Lovely, clever, beardy Dave loves huge, mad, whirling books with big ideas in them. For example, he recommended me Russell Hoban’s Riddley Walker last year, which I read on holiday in Croatia last summer. Bloody hell. Under blue skies, on hot white beaches, in the most idyllic of circumstances, I fell in love with a dark, deep, muddy, murky book about a world after a mysterious apocalypse, written in a language dredging up memories of ancient Kentish tongues. It was hard work, but I was consumed by it; it worked its way through my mind for weeks afterwards. 

It was one of the books that inspired this project. It was also the book I nearly recommended to Jeanette, before I went for another.

Dave gave me three choices for this week, but I went for Dorian: An Imitation. I’d read A Picture Of Dorian Gray on a holiday, with family, years ago; I’d also met Will Self too in about 2005, at a book launch in a disused underground station in Central London (how perfect). I was there with Matt, my fellow co-editor of Smoke magazine, hiding in a corner among the cobwebs and glossy tiles. I remember Will being introduced to us, and him being ten feet tall, and chatty and warm, like a big friendly giant.

I love so much his writing  too – find his New Statesman restaurant columns for a gentle introduction. It’s so grandly verbose and facking common at the same time, but it’s also, almost always, spine-bruisingly funny. It’s everything Martin Amis’ work is meant to be, but I’ve never found to be. Amis seems to be about showing-off and technique, while Self’s stuff – however cruel and dark – has got heart and warmth in there somewhere.

Dorian: An Imitation is Self’s very literal re-rendering of Oscar Wilde’s The Portrait Of Dorian Gray, transported from the late 19th century to the late 20th – another fin-de-siecle drama, only 100 years on. Self had been asked to adapt Wilde’s novel into a script in the 1990s, but that project  never worked out, so this is what he did with all that meat and matter. 

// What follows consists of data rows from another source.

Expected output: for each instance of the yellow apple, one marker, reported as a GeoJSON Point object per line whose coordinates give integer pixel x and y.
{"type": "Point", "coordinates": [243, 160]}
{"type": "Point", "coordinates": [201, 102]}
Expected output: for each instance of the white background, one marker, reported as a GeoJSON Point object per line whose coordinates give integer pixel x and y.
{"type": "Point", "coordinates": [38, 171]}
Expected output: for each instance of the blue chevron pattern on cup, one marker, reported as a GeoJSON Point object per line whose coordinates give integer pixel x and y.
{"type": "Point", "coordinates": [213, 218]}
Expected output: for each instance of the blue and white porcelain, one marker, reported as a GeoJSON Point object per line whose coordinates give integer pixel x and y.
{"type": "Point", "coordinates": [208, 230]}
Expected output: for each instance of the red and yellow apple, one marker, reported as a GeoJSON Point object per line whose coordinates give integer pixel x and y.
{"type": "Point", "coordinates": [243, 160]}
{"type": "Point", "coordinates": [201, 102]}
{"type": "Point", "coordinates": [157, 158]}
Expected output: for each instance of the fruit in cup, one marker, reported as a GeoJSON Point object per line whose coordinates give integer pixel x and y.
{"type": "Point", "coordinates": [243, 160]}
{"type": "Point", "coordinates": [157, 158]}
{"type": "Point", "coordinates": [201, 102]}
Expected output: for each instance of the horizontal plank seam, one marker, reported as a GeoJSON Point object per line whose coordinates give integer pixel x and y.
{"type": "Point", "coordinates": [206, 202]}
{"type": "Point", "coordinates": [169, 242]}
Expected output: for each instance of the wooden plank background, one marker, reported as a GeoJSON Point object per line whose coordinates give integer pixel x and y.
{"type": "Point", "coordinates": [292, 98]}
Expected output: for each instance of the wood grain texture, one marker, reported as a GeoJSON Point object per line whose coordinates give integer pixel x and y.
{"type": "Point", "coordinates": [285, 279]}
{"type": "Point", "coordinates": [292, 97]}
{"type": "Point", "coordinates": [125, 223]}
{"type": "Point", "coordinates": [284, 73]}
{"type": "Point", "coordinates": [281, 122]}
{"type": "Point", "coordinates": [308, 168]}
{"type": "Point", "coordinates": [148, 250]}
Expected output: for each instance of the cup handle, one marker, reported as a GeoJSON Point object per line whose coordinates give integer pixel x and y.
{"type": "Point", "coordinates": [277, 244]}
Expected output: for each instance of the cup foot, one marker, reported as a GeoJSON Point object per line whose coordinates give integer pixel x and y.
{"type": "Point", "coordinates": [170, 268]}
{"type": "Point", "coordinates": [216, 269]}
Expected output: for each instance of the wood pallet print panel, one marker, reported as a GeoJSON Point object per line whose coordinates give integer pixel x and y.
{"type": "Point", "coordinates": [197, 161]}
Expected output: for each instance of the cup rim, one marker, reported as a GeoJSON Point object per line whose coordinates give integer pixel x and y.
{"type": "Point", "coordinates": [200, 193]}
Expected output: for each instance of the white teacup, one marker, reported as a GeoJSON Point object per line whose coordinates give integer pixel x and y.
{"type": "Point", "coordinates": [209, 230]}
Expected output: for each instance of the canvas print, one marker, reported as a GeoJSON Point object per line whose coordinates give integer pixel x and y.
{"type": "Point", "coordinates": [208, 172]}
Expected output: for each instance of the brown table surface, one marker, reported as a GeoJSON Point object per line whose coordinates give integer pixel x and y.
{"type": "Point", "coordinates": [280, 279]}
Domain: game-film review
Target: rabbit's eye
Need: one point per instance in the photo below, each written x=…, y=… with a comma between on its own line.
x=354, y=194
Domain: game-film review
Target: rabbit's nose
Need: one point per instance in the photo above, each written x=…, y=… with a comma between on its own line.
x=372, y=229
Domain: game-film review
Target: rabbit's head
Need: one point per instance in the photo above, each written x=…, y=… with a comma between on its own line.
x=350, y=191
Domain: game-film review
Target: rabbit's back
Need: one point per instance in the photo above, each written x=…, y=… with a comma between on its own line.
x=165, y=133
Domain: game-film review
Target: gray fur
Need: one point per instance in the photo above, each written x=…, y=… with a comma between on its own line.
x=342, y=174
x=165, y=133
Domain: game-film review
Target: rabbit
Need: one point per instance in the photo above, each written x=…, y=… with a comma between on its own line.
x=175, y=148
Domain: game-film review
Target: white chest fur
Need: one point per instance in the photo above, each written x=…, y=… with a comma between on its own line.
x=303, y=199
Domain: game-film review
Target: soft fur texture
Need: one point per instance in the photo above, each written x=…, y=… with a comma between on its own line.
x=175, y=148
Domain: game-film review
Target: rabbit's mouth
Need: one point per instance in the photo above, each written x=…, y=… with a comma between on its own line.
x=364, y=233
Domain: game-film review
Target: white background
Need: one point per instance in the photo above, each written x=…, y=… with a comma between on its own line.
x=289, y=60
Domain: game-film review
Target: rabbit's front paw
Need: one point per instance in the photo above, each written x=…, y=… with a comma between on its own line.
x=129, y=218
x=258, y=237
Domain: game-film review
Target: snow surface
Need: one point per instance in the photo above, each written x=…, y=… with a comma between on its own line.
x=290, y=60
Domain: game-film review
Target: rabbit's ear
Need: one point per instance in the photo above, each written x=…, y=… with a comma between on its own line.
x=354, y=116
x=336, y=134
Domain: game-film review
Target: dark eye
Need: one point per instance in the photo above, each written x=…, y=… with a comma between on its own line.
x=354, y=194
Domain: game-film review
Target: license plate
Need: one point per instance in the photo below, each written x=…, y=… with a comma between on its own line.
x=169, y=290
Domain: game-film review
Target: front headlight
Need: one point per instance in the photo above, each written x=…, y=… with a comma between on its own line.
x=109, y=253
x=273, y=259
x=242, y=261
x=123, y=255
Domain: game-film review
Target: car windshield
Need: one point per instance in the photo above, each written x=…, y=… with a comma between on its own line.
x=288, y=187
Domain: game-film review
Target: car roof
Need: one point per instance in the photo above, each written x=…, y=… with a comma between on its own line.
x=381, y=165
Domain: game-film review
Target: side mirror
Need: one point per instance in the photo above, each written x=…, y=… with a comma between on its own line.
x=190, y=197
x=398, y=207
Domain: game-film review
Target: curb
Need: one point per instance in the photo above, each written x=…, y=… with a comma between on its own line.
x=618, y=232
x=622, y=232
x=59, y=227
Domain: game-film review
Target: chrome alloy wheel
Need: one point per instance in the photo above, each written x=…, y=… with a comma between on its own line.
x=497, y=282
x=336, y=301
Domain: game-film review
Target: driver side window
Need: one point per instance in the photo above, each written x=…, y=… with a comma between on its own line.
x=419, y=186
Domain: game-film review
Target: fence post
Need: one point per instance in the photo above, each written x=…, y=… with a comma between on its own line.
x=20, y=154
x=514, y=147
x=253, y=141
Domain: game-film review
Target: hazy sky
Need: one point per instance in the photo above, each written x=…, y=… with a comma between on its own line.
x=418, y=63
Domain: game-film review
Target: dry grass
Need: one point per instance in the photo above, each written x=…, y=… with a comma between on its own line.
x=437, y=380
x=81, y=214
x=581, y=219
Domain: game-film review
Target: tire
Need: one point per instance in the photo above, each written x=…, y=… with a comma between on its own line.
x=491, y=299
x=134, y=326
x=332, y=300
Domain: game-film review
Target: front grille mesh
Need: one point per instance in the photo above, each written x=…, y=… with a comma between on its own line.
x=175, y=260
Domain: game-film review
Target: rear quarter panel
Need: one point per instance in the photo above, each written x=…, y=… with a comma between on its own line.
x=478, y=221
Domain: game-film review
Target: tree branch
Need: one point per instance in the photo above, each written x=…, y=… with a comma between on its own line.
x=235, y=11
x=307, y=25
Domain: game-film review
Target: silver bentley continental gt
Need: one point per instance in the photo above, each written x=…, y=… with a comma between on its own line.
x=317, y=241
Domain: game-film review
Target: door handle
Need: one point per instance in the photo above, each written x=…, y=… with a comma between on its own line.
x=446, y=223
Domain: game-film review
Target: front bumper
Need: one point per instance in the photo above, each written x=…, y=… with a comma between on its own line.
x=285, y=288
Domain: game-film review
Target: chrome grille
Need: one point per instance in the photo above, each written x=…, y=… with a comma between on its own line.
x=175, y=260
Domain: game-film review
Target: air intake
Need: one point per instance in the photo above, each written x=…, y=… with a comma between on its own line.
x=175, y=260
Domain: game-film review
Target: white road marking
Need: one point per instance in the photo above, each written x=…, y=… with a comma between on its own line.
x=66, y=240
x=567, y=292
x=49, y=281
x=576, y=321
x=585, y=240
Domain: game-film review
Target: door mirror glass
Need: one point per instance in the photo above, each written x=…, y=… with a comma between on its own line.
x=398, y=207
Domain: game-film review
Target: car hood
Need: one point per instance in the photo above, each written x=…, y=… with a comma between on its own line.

As my mother occasionally reads this blog, I should not reveal that this is a very rude book indeed. OH BUT IT IS, MAM, and oh, I enjoyed it. Every character is a modern facsimile of a person in Wilde’s original – e.g. figurative painter Basil Hallward becomes conceptual video artist Baz, while Sibyl the Whitechapel actress becomes Herman the rent boy. Yes, this imitation, this homage, becomes a fully-fledged gay novel, and Self attracted criticism for writing it, him being a heterosexual gentleman after all. If he’d made these characters meaningless ciphers, I might have had reason to agree. But he doesn’t. And are writers meant to write about people who are exactly the same as they are? How calumnious (er, I think). I think not.

Two other things creep perniciously through this book: the arrival and impact of AIDS, and the life of Princess Diana, whose rollercoaster existence frames Dorian’s experience. This is another structural device that works – asomehow it shouldn’t, but Self’s writing is buoyant enough to make everything hang together with a dazzle.  (Reading Diana being described as “Her Royal Regurgitation” and “Thickie Spencer” were also timely this week, as Hilary Mantel’s LRB talk was being filleted by news agencies, pulled clean of its subtleties, and reappropriated, with no irony, by the papers she was criticising.) 

The way in which Self evokes the period between 1981 and 1997 is also refreshing, taking us from the fuggy days of early Thatcherism to the peculiar lightness of the Blairite mid-90s. Odd references to pop songs or news headlines never feel forced either, just part of the world circling around Dorian’s infuriatingly beautiful light.

Things only shift at the end, with an impressive twist that bent my mind backwards. In a busy week that saw me travelling to Norway, and back again, and speeding around London, I would love a clear fortnight, and some quietness, to take all of it in again. But for now, I’m happy reading interviews with Self about the book, and wonderful statements of his, like these: “The Picture Of Dorian Gray is the prophecy and Dorian is the fulfillment”. 

Will, you coruscatingly guignol bollock, you’ve done it again. And Dave, so you have you.